Every post-season transfer window in recent years featured a Kane story or seventy. Inevitably the constant speculation had a cumulative effect. Fans could not truly look forward with the idea of losing Kane lurking in their rearview. Life without their talisman was considered unthinkable.

But now Tottenham are living that life and it feels like a cloud has been lifted. Not because Kane was anything less than a superb player. He will rightfully go down as a club legend in every sense of the word. But his inevitable exit coloured the mood around the club. Now the plaster has been ripped off, everyone at Spurs can move on.

On the pitch it means appointing new heroes. Maddison has proved to be one of those, hitting the ground running in North London. The attacking midfielder has been tipped for a big move for years. Now he has finally transferred to a ‘big six’ side he is proving everyone right about his outstanding creative abilities.

But old favourites are impressing too. The aforementioned Son, an excellent player but always second-best to Kane, is flourishing once more. Last year he was written off as past his best, a malaise that extended to a poor World Cup in Qatar. But now the 31-year-old looks back to his best, firing in a hat-trick against Burnley.

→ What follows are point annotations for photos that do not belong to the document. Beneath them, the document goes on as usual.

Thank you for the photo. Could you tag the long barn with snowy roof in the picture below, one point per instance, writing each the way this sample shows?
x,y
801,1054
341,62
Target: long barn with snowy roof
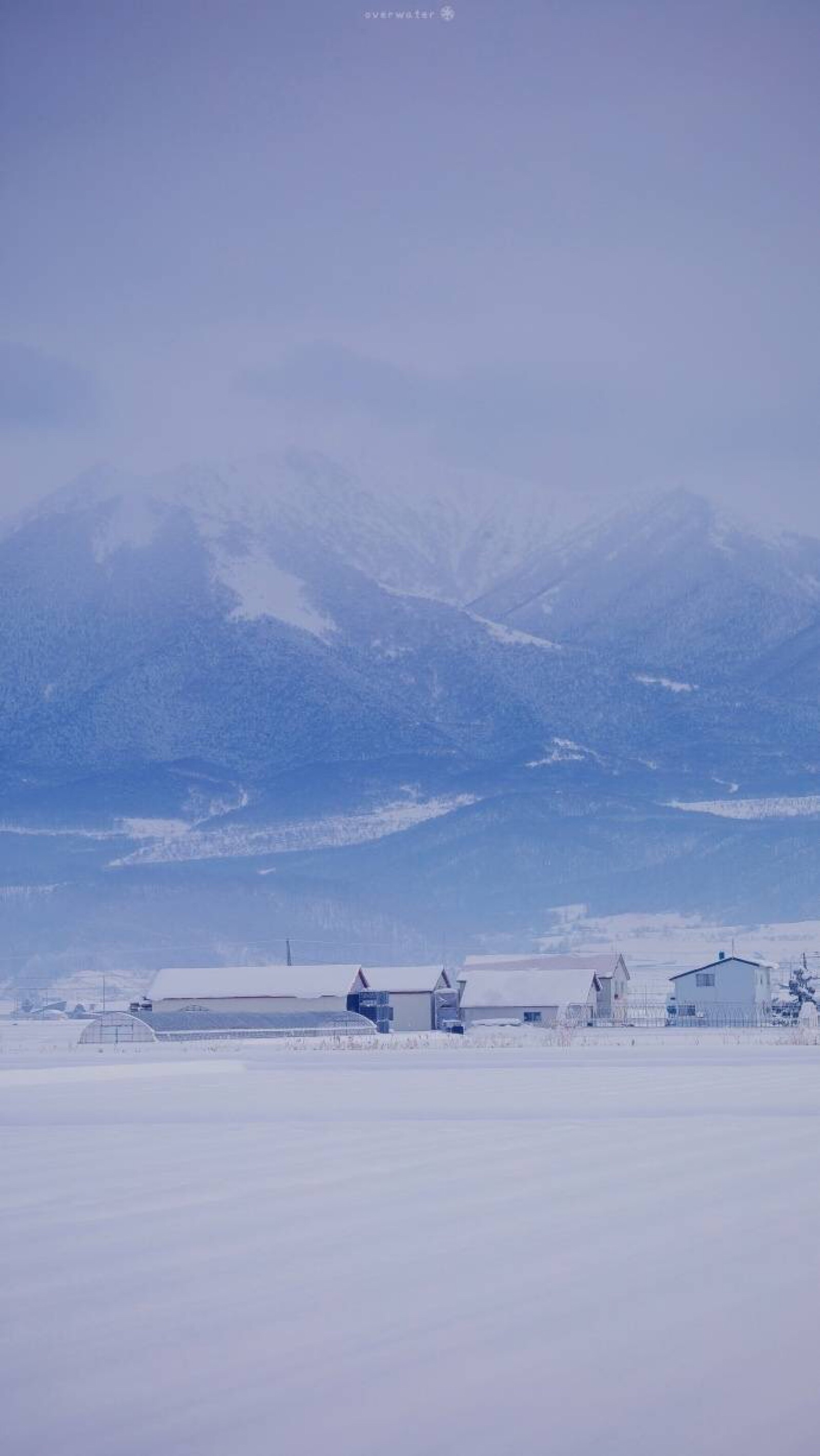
x,y
255,989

We’ll see how long the good times last at Spurs. After all, this is a club who spawned an entire adjective to describe their brief highs and inevitable falls. After all, Nuno Espirito Santo also won August’s Manager of the Month award at Spurs two years ago. By November he’d been sacked. Don’t rule out a ‘Spurs-y’ end to this current upturn.

But equally don’t rule out Tottenham keeping their ducks in a row now they’ve painstakingly put them there. Spurs finally have a manager the players and fans buy into. The results on the pitch bear that out. The loss of Kane has been tempered by the end of the sagas surrounding him and new faces like Maddison. There are reasons to be positive at Tottenham. But one can’t help but wonder how long it will last.